Irving Moore, “The Wild, Wild West (Season 2, Episode 20: Night of the Vicious Valentine)” (1966)

This episode is notable for winning the series its only Emmy award for Best Actress, the gong going to noted actor Agnes Moorehead, better known for her role as Endora the witchy mother of main witch character Samantha Stephens in the famous TV show “Bewitched”.

The story is a murder mystery in that agents Jim West (Robert Conrad) and Artemus Gordon (Ross Martin) are investigating a series of unfortunate and untimely deaths of wealthy industrialists linked by the fact that they’ve been married for several months to much younger women whom they’ve met through a match-making agency run by one Emma Valentine (Moorehead). The episode runs in a narrative similar to the Diana Rigg colour episodes of “The Avengers” series with the agents chasing various leads, trying to prevent more tragedies and nearly meeting with tragedy themselves – Gordon nearly losing his head in a print shop but not over some gaudy stationery – and the colourful, almost surreal and even saccharine sets and the lavish costumes on all characters suggest a Western fantasy-land not far removed from that inhabited by John Steed and Emma Peel a hundred years later. Oh, Grant might be President but then Avengersland also had Queen Elizabeth II and Carnaby Street. A dastardly, eccentric villain with a noble quest to save women from economic and social exploitation that hide an agenda to take over the United States’ wealth and gain power, attended by equally strange and eccentric minions and claiming some bizarre torture and death-dealing devices, including one that looks like a steampunk version of Barbarella’s Orgasmatron. West and Gordon are even equivalent to Peel and Steed: West does most of the strong-arming but ends up spending a good part of the episode tied up and Gordon inveigles his way into Valentine’s love-nest. The climax is one of the highlights with both men trussed up helplessly attached to a glass structure that will collapse on top of yet another hapless industrialist on his wedding day. As ever, improbably the agents get out of that bit of trouble and into another but fight their way out and all good people in that episode live to see another day.
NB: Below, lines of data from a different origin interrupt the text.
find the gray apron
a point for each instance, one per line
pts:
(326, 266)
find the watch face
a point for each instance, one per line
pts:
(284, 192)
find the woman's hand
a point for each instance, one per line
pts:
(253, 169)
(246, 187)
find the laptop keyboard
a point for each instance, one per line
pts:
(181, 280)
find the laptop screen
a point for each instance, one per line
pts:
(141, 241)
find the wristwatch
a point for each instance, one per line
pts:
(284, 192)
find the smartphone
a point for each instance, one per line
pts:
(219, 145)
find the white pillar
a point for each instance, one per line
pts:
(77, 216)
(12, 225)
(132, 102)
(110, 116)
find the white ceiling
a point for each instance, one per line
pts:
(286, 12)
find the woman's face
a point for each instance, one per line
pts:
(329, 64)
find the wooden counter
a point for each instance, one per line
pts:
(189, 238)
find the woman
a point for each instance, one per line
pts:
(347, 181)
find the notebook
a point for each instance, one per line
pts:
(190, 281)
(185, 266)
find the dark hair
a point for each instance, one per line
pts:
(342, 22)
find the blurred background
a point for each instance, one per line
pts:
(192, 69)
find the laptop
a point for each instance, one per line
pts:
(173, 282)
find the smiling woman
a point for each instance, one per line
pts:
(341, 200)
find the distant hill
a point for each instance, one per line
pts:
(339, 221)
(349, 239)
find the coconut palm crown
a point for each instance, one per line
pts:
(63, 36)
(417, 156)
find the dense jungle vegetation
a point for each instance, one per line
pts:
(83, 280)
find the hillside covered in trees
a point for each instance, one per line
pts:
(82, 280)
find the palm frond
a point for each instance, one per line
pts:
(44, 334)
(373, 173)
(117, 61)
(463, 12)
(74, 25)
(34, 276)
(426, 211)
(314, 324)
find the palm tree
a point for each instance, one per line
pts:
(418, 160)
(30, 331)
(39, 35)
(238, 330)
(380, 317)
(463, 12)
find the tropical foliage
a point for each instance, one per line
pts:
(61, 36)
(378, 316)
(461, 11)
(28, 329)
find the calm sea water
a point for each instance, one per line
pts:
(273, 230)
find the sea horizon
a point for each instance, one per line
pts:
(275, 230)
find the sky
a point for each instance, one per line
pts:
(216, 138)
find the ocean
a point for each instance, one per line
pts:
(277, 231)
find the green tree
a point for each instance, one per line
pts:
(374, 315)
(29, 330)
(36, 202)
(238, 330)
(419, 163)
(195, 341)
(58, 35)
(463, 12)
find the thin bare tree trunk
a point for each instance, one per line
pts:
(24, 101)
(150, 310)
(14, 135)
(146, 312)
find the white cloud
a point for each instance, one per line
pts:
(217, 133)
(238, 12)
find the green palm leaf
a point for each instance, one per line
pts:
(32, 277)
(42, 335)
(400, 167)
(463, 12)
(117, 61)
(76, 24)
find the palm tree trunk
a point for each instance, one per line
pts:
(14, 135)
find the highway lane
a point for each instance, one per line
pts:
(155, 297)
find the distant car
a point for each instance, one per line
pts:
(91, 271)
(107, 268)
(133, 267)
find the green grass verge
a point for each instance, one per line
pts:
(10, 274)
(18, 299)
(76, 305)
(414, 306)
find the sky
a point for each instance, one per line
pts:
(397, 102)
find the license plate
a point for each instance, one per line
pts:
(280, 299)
Moorehead is the star of the show here and doesn’t everyone from Conrad and Martin down to the script-writers and technical crew know it: the plot revolves around her, the script-writers give her the best lines, the actors acknowledge her star presence and let her dominate, the sets are as luxurious, spacious and decadent as the budget allowed, and even the folks in charge of furniture and ornaments give her a set of dumb-bells in the shape of love-hearts to exercise with. Moorehead knows she is playing an essentially campy role and deploys all her witchy Endora charm in infusing it with drama, character and wit. The only let-down here is that she doesn’t get enough screen time with Martin’s Gordon so they could parry witticisms; Conrad’s character is clever and resourceful but not allowed to trade puns and double entendres with Valentine while trapped in her creepy touchy-feely contraption which doesn’t get much of a work-out. (What the script-writers for The Avengers could have done with those hands to Mrs Peel!) I tip my ten-gallon hat off to “The Wild, Wild West” for combining the surreal, the campy and the plain bizarre with the spy adventure form in a way that makes this fantasy-land plausible without it looking twee in the way many Avengers episodes do.

The episode is an amusing commentary on the status of women in the US in the late 19th century and also in the 1960s: West’s conversation with Valentine on women seeking political and economic equality with men plays safe so that West doesn’t come off as too conservative or too progressive on the idea of feminism. A minor female characters plays a stereotypical simpering type but shows unexpected courage in the plot’s climax. Perhaps the producers could have done much, much more with the theme but as is, “The Night of the Vicious Valentine” is a real highlight with everyone pulling out all the stops in creative flair, camp comedy and inventive plot devices.